The administration will say they are “saving you money on gas” via their “rules.” Which is true in the same way that “ruling” you must live in a small apartment in the city “saves” you the bother of having to cut a lawn. They do not say anything about the cost of the apartment — including the diminishment of your personal space — and your control over it.
Nor, of course, do they say anything about using “rules” to make you pay more for what you don’t want. An affront which brings us to the following fact:
Right now, only two new (2022 model year) cars meet the new “rule” — just barely. They are the Toyota Prius and the Hyundai Ioniq.
Both are partially electric cars (i.e., hybrids) and also small cars designed to be primarily economical cars. They are not bad cars. Indeed, they have their merits — chief among them their ability to average about 55 miles per gallon. But they are not cars most people want — or else you’d already see most people driving them.
Italics to make the point.
Why then aren’t most people driving them — assuming (as the Biden administration insists) that “saving gas” is the most important consideration motivating car buyers?

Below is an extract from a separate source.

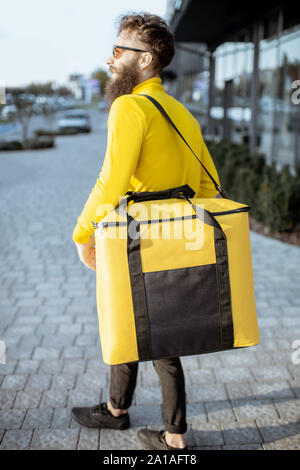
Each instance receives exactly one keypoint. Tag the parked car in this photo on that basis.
(75, 119)
(8, 112)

The answer, of course, is that it isn’t — even though Biden has caused the cost of gas to almost double in less than 12 months.
Small hybrids are wonderful — as commuter cars and cars for single people and even small (emphasis on small) families. They are inadequate for large families and the bottom line fact is that many — most people — do not want to drive a small hybrid car, even if it does average 55 miles per gallon.
They prefer to drive some other kind of car. More precisely, a crossover or an SUV, or a pick-up, the three most popular kinds of vehicles — by far. None of which averages 55 miles per gallon.
There isn’t a single car — without batteries and motors — that meets this standard or comes even close to averaging it.